RDumb++: Drift-Aware Continual Test-Time Adaptation
This addresses the challenge of maintaining model performance during deployment for machine learning systems facing evolving data streams, representing an incremental improvement over prior methods.
The paper tackled the problem of continual test-time adaptation (CTTA) under rapid or long-term distribution shifts, proposing RDumb++ with drift-detection mechanisms to prevent prediction collapse, resulting in approximately 3% absolute accuracy gains over RDumb on the CCC benchmark.

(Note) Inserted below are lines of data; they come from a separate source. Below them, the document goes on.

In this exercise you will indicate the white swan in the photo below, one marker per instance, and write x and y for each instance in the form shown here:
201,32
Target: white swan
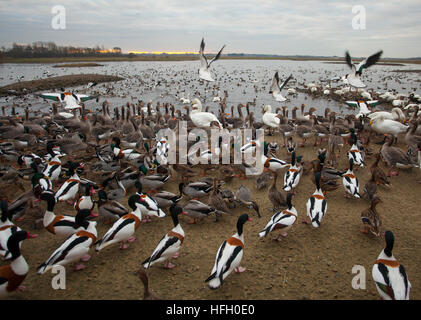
387,126
396,114
354,77
202,119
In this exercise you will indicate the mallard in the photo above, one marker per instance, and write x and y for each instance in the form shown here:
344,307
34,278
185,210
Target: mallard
389,275
371,218
282,220
293,174
244,196
86,201
183,171
152,181
148,206
169,246
216,201
197,210
57,224
229,255
387,126
69,189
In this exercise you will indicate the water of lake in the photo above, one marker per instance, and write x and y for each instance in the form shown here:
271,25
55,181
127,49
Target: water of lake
243,79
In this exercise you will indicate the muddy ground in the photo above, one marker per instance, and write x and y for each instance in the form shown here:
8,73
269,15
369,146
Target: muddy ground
25,87
308,264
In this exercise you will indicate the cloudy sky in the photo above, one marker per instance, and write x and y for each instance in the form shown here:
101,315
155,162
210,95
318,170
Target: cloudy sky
309,27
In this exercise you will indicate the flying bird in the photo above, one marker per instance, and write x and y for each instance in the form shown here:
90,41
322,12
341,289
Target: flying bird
275,88
353,79
204,64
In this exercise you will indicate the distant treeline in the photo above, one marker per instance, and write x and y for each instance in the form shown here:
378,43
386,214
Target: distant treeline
41,49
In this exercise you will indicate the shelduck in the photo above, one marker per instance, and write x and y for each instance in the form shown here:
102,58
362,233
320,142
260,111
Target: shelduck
317,204
229,255
70,187
293,174
124,228
170,244
61,225
74,248
12,275
350,182
282,220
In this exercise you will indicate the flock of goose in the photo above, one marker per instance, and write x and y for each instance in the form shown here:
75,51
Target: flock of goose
120,156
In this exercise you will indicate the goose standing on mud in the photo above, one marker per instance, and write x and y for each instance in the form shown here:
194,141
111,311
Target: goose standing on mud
350,182
229,255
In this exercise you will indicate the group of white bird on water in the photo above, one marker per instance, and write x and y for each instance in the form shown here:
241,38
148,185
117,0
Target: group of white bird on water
389,275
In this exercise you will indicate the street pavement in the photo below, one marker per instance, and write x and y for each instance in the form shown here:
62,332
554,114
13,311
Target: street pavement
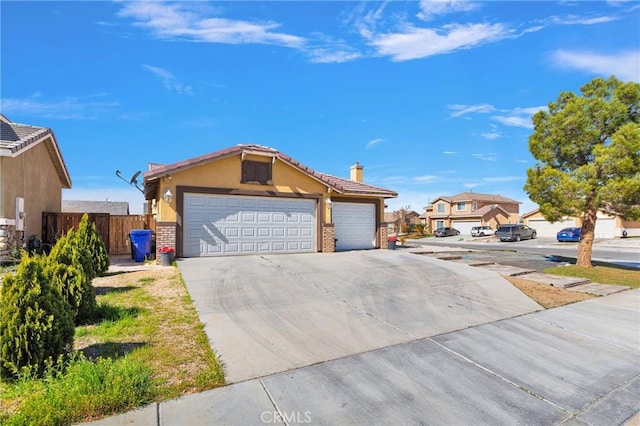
421,364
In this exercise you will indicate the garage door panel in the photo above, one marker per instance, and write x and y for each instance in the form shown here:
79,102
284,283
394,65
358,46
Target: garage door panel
354,225
247,225
464,226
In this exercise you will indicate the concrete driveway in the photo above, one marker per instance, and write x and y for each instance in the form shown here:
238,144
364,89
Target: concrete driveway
362,314
268,314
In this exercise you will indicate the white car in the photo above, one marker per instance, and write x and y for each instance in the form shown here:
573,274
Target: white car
481,231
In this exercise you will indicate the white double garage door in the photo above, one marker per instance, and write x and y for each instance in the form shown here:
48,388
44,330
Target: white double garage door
222,225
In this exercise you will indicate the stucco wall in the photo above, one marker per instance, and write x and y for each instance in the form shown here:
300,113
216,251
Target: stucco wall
227,173
31,175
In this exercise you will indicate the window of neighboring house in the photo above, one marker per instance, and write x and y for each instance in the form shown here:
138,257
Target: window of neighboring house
256,172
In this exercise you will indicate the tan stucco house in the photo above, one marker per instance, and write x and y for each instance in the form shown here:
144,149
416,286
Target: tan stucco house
468,209
608,225
252,199
32,176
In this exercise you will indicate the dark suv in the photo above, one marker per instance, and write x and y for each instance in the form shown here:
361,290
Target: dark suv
515,232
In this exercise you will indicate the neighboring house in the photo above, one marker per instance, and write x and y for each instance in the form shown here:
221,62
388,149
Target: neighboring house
32,176
252,199
394,220
468,209
608,225
111,207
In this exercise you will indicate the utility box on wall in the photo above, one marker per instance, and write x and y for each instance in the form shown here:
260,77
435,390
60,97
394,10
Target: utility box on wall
20,214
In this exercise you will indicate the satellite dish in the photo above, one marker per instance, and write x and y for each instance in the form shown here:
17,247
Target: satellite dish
133,181
134,178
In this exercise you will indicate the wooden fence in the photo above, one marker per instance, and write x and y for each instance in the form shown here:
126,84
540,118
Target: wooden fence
114,230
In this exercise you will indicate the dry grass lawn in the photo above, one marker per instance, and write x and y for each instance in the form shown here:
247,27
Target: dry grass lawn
548,296
164,332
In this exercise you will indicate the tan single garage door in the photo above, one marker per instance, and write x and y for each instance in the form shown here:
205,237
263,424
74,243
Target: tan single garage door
464,226
220,225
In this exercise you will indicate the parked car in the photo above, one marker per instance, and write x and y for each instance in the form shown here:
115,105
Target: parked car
446,232
568,234
515,232
481,231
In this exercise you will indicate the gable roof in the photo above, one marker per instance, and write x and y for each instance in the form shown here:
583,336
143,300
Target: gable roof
337,184
16,138
80,206
476,196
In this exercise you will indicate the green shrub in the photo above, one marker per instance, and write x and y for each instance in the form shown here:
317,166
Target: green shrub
87,236
36,326
70,269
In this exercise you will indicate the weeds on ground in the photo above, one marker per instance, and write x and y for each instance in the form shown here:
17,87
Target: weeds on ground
147,344
78,390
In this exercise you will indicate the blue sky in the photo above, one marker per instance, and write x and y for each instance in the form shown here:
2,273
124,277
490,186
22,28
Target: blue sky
432,98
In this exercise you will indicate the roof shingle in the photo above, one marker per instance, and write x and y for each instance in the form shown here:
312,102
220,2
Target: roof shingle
338,184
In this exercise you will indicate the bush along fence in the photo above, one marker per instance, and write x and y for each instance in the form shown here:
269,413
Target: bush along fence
114,229
43,301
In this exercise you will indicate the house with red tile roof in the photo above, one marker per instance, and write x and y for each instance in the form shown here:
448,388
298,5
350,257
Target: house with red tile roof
32,176
253,199
468,209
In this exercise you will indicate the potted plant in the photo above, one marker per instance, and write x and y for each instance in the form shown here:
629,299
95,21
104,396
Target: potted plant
391,243
167,255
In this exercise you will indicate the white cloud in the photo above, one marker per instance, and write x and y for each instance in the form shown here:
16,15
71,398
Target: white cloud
502,179
68,108
415,43
374,142
624,65
328,55
581,20
460,110
518,117
169,80
491,135
486,157
429,9
514,121
180,21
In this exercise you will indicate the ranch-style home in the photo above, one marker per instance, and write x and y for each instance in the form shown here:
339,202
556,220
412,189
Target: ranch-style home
253,199
32,176
468,209
608,225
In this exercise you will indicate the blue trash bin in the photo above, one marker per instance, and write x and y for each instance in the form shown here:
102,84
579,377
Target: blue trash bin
140,243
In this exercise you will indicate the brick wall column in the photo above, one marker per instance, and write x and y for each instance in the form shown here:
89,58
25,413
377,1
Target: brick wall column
382,231
328,238
7,239
165,236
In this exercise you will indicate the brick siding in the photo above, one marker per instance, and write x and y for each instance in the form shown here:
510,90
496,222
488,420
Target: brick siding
328,238
165,236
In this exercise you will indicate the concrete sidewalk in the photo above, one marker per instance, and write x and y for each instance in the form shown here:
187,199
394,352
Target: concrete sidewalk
577,364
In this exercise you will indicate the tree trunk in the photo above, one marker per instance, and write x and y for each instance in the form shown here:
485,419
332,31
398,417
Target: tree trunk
585,246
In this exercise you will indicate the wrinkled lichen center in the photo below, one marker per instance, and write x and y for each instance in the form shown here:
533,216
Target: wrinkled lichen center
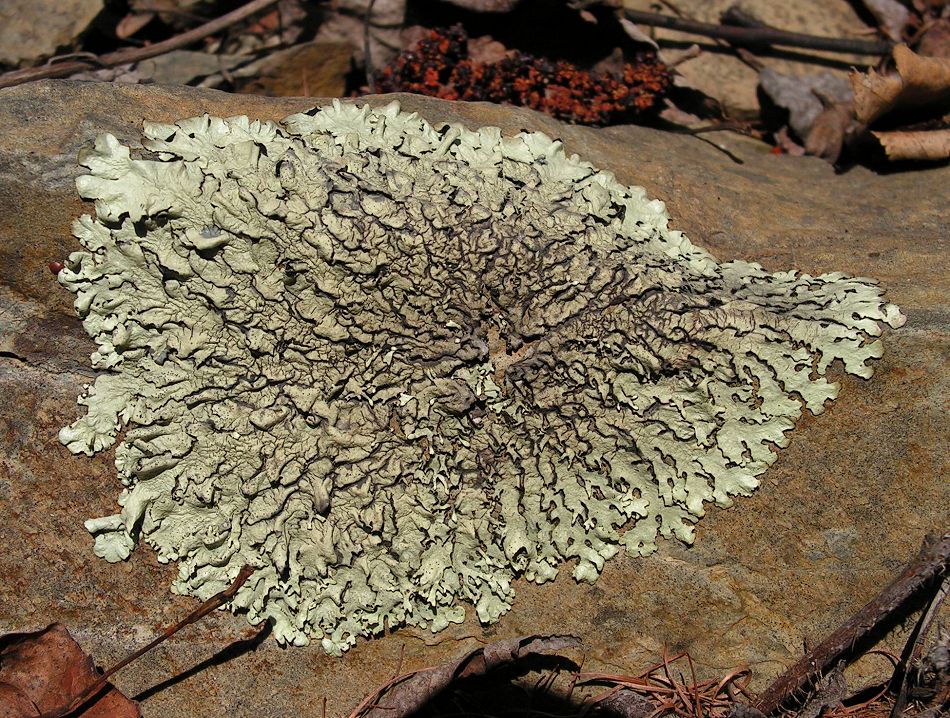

Continual Test-Time Adaptation (CTTA) seeks to update a pretrained model during deployment using only the incoming, unlabeled data stream. Although prior approaches such as Tent, EATA etc. provide meaningful improvements under short evolving shifts, they struggle when the test distribution changes rapidly or over extremely long horizons. This challenge is exemplified by the CCC benchmark, where models operate over streams of 7.5M samples with continually changing corruption types and severities. We propose RDumb++, a principled extension of RDumb that introduces two drift-detection mechanisms i.e entropy-based drift scoring and KL-divergence drift scoring, together with adaptive reset strategies. These mechanisms allow the model to detect when accumulated adaptation becomes harmful and to recover before prediction collapse occurs. Across CCC-medium with three speeds and three seeds (nine runs, each containing one million samples), RDumb++ consistently surpasses RDumb, yielding approx 3% absolute accuracy gains while maintaining stable adaptation throughout the entire stream. Ablation experiments on drift thresholds and reset strengths further show that drift-aware resetting is essential for preventing collapse and achieving reliable long-horizon CTTA.